Kolyada Theatre in Yekaterinburg
The director of the theatre left the local drama theatre to pursue a crazy idea of founding a private theatre. He even named it after himself. But for decades now, the outstanding Russian playwright Nikolai Kolyada has proved that a private theatre in Russia can be more than just an artist’s wild fantasy. The theatre stages Kolyada’s own plays—melodramas that provide actors with an opportunity to display the full scope of their talent—as well as classics and plays written by Kolyada’s numerous students.
Engagement Youth Theater in Tyumen
This small theatre got lucky with its artistic director: Leonid Okunyov is a rare actor who, despite appearing in TV series and films, has not abandoned his native city and its theatre.

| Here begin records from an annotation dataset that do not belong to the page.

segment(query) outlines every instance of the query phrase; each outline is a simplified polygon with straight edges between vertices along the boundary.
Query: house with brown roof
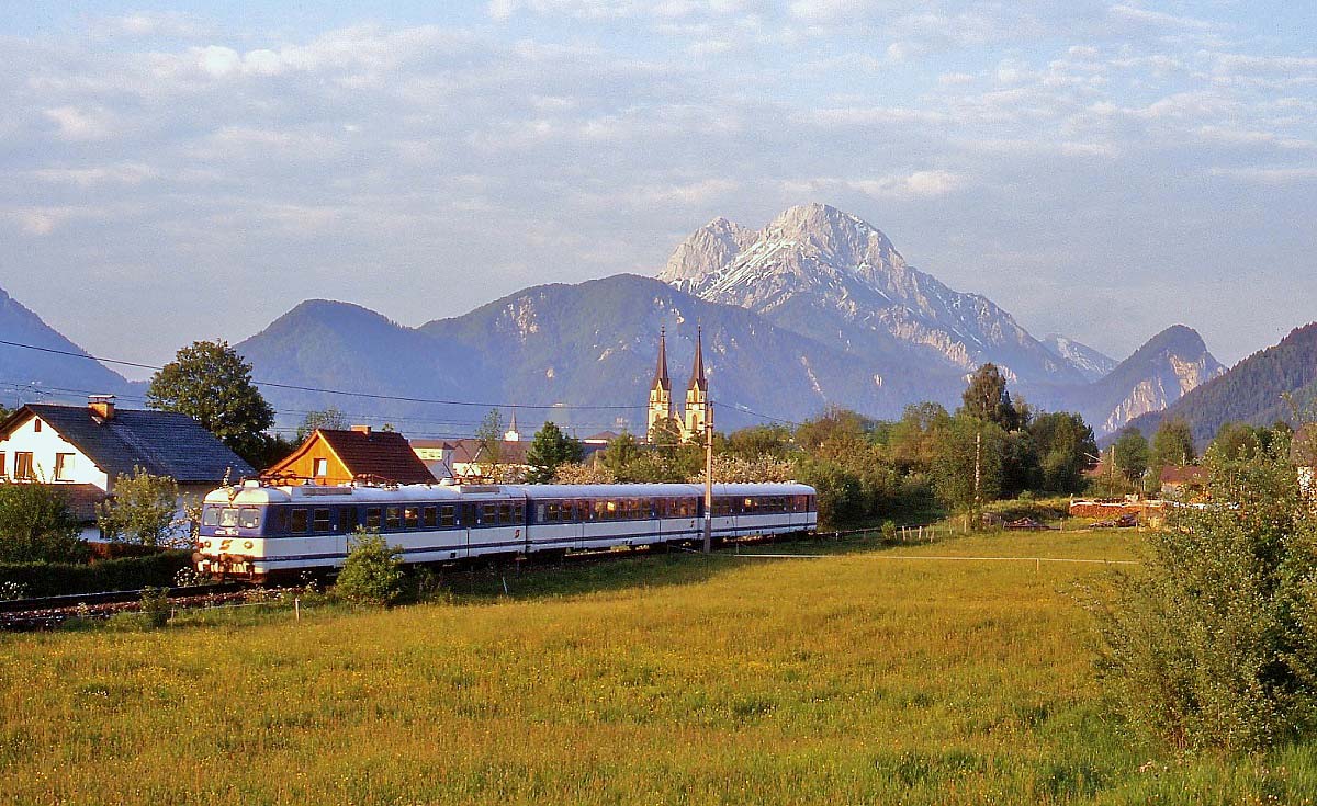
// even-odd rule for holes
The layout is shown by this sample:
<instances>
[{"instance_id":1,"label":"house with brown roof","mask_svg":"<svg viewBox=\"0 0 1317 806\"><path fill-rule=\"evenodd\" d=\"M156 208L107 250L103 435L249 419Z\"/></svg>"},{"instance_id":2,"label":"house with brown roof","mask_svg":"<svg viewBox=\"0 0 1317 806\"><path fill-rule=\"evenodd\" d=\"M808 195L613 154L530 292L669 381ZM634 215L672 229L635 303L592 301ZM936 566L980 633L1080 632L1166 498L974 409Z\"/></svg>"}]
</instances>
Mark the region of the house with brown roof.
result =
<instances>
[{"instance_id":1,"label":"house with brown roof","mask_svg":"<svg viewBox=\"0 0 1317 806\"><path fill-rule=\"evenodd\" d=\"M1162 468L1162 497L1189 498L1208 487L1208 469L1197 465L1167 465Z\"/></svg>"},{"instance_id":2,"label":"house with brown roof","mask_svg":"<svg viewBox=\"0 0 1317 806\"><path fill-rule=\"evenodd\" d=\"M353 425L350 431L317 428L262 475L315 485L432 485L436 481L407 437L395 431L373 431L369 425Z\"/></svg>"}]
</instances>

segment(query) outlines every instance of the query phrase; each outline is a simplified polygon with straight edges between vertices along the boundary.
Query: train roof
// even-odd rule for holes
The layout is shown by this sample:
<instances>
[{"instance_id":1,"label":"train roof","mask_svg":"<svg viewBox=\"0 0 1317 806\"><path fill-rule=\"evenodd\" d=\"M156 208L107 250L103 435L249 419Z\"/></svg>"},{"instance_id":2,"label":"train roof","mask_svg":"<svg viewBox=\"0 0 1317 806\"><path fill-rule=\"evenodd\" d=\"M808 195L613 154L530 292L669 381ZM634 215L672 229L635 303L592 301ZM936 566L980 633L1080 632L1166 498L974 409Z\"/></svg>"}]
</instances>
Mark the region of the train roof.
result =
<instances>
[{"instance_id":1,"label":"train roof","mask_svg":"<svg viewBox=\"0 0 1317 806\"><path fill-rule=\"evenodd\" d=\"M221 487L205 497L211 504L259 506L270 503L371 503L435 500L506 500L522 498L662 498L703 495L703 485L402 485L375 487L366 485L259 485ZM795 482L714 485L714 495L813 495L814 487Z\"/></svg>"}]
</instances>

Instead, he boldly entices young directors from Moscow. As such, the theatre’s repertoire here is rather colorful, ranging from trendy verbatim theatre to plays by the above-mentioned Nikolai Kolyada. There is also an extensive repertoire for children.
Theater of Olonkho in Yakutsk
In 2005, UNESCO declared Yakutia’s national heroic epic, called Olonkho, a masterpiece of human heritage. And ten years ago this theatre, named after the epic, opened in Yakutsk. Its repertoire includes plays largely based on the Yakut national epic tradition (a combination of speech and song). However, this doesn’t prevent them from being understood and appreciated elsewhere, and the theatre has successfully performed internationally – in Spain and Belgium.
Tatar State Drama Theater in Almetyevsk
Almetyevsk is a city with a population of 150,000 that is located 250 km from Kazan, the capital of Tatarstan. The theatre is one of the city’s main attractions. Recently, it has become well known throughout Russia thanks to its cooperation with the ambitious young director Iskander Sakayev. The fact that its performances are in the Tatar language has not stopped them from receiving recognition at various festivals, thus demonstrating not just the diversity, but also the unity of theatrical traditions. Its repertoire includes plays based on Lermontov, Shakespeare, and Brecht.
Drama Theatre in Minusinsk
The theatre has risen in prominence over recent years thanks to its artistic director, Alexei Pesegov. The theatre comes to Moscow almost every year after having been selected by experts at a theatre festival. Its repertoire includes works by Ray Cooney, a popular playwright with Russian directors, as well as classics, such as Nikolai Leskov, Mikhail Bulgakov, and others.
The Youth Theatre in Arkhangelsk
Arkhangelsk is famous as the birthplace of the great scientist and poet Mikhail Lomonosov, and the Youth Theatre has mounted a whole series of historical plays, one of them is dedicated to him. Interestingly, the theatre commissions prominent Russian playwrights to write plays. Like many others, the Youth Theatre exists thanks largely to the efforts of its director, Viktor Panov, who also founded Russia’s first International Street Theatre Festival 30 years ago.
The Gran Theater in Novokuybyshevsk
Denis Bokuradze, a very well-known young director, currently works at this studio theatre. Bokuradze boldly experiments with its repertoire, putting on premieres as wide-ranging as works by Jean-Paul Sartre, medieval French farces or Tania-Tania by the contemporary Russian playwright Olia Mukhina.